Flash Fiction
Disukai
0
Dilihat
183
Santap Malam Terakhir
Horor
Flash Fiction ini masih diperiksa oleh kurator

Lihatlah betapa cantiknya dia!

Aku menepuk tangan setelah lilin merah di tengah meja menyala lembut. Lalu, decak kagum kuhaturkan tatkala menatapnya, sosok anggun itu, wanita yang duduk di depanku. Aku mengangguk khidmat. Dia memang wanita paling rupawan yang pernah kutemui.

Dalam temaram, masih dapat kulihat rahangnya yang tirus, bibir berbentuk hati yang menggoda, kedua alis yang rapi sebagaimana bulan sabit.

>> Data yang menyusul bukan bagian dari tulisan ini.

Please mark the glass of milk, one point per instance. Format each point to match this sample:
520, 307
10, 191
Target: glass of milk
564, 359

Oh, jangan lupakan kedua mata hazelnya, yang seolah dapat menelan siapa saja yang menatapnya. Pun rambut hitamnya, yang ketika terpancar cahaya lilin, berkilauan bak danau di germerlapnya malam.

Kudekati dia. Dengan nafsu bergelora, wajahku menuju lehernya, mengendus wangi parfumnya. Lalu, kubelai lembut anak rambutnya, menariknya ke arah hidung, menikmati aroma manis samponya. Sempurna. Benar-benar manifestasi kesempurnaan yang nyata!

Lantas aku tertawa renyah. Segala persiapannya sudah matang. Ini akan menjadi makan malam paling spesial yang akan kukenang seumur hidup.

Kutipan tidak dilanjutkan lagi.